Todavia, os crimes culposos violentos são aqueles em que não há dolo pelo agente, ou seja, a violência não está consistente na conduta em si, mas no resultado infracional.
Daí o termo “crime culposo violento”. A violência, nestes casos, decorre da inobservância do dever de cuidado e por isso há menor grau de reprovabilidade da conduta pelo Estado.
Por tais razões, sendo distintos os efeitos dos crimes dolosos e culposos, nos casos de crimes culposos violentos é possível o acordo de não persecução penal (ANPP).
O art. 28-A, do CPP, em que pese não especificar acerca dos crimes culposos e dolosos, deve ser aplicado de acordo com o caso concreto, quando em análise dos requisitos objetivos e subjetivos determinantes para a formalização do ANPP. E não deve ser diferente dos crimes culposos violentos.

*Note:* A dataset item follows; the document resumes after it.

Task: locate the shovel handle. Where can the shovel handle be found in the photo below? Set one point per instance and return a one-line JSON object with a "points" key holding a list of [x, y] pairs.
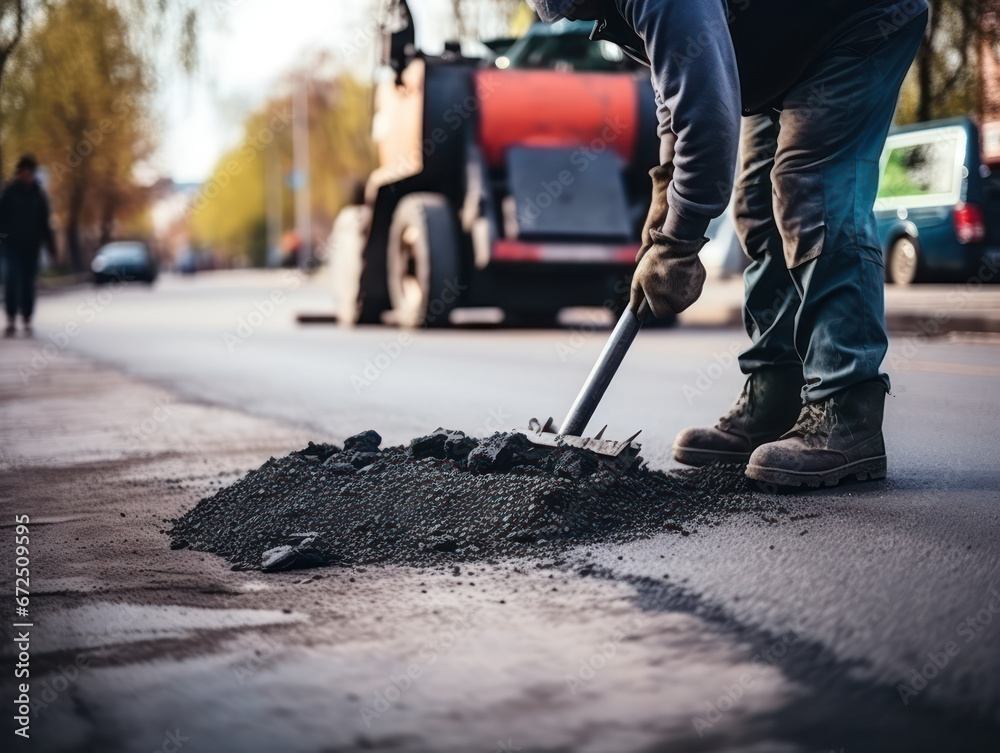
{"points": [[604, 371]]}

Inclusive, neste sentido foi o posicionamento do Ministério Público do Paraná em parecer, no ano de 2020:
“Em relação à natureza da infração penal (contravenção ou crime) sem violência ou grave ameaça, oportuno esclarecer que ela deve ter sido praticada imbuída de dolo. Admite-se a celebração do acordo na hipótese de eventual crime culposo com resultado violento, pois a conduta típica consiste na violação de um dever de cuidado objetivo, cujo resultado é involuntário e não desejado pelo agente. Essa, aliás, é a posição do Conselho Nacional de Procuradores-Gerais dos Ministérios Públicos (CNPG) e do Grupo Nacional de Coordenadores de Centro de Apoio Criminal (GNCCRIM). (MANDARINO, Renan Posella; SANTIN, Valter Foleto. A atuação do ministério o público ante a expansão da justiça penal negociada no pacote anticrime”.
Dessa maneira, é cabível o ANPP aos casos de crimes culposos violentos.
Crimes militares
Há debates entre juristas criminalistas sobre a possibilidade da formalização do ANPP na justiça militar, tendo em vista que se trata de justiça especializada, podendo ser equiparada aos juizados especiais, estes que não permitem a feitura do ANPP.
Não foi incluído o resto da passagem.